Tras unos minutos de incertidumbre y miedo, pide hablar directamente
con el comisario. Es hora de poner las cosas en su sitio. Eso no va a
devolverle a su marido. No estará esperándola en casa. A lo sumo,
un charco de sangre cubierto de serrín y algún plumilla a la espera
de hablar con ella. Pero lo que sí le dará, es consuelo. Los que
estaban en el fregao también van a pagar el pato.
Más
tarde.
La
policía tiene algo sólido. Parte de la historia ya la sabían, o
intuían. Pero aún así, la declaración les permite estrechar el
círculo. Antonio Teruel contactó con Paco de Dios. Ya habían hecho
algún trabajo juntos con anterioridad. Había más gente metida. Un
tal Navarrete y uno más joven de rasgos afeminados que le llamaban
el Pildorilla. Otro más grande estaba metido también en el
asunto, pero de ése, señor agente, no le sé decir el nombre. Y eso
es todo. La escena termina con una colérica Carmen Atienza exigiendo
justicia. No por sentimiento de culpa o por deseos de limpiar el
nombre de su marido. Simplemente para que otros corran su misma
suerte. Ojo por ojo. Y el verdugo ganándose el pan.
Días
más tarde.
Los
cuatro involucrados están a buen recaudo. De Dios cayó cerca de
Badajoz en un tren.

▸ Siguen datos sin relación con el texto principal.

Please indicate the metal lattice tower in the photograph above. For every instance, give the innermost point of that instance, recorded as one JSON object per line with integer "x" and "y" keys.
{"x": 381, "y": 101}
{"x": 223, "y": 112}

Dos civiles uniformados le esperaban. «Buenas
tardes, caballero. ¿Es usted Francisco de Dios Figueras?» «¿Por
qué?» «Diga sí o no». Mirada de las que asustan por parte de los
del tricornio. Paco titubeando hasta musitar un sí. Uno menos.
Honorio
Sánchez seguía con su vida de derroche y deudas. Su posición no
era la misma que la de Teruel y los otros desgraciados. Se sentía
superior. Intocable. Hasta que llegó la visita inesperada. Finca en
Ciudad Real. Aires de realeza. De gente de bien. Los que van a por
él, se sienten intimidados. Una cosa es cumplir uno con su deber en
mitad de un camino al acecho de un roba gallinas, y otra muy distinta
ir a dar por saco a gente de posibles. Pero las cosas hay que
hacerlas. Mentón alto. Paso decidido y que sea lo que Dios quiera.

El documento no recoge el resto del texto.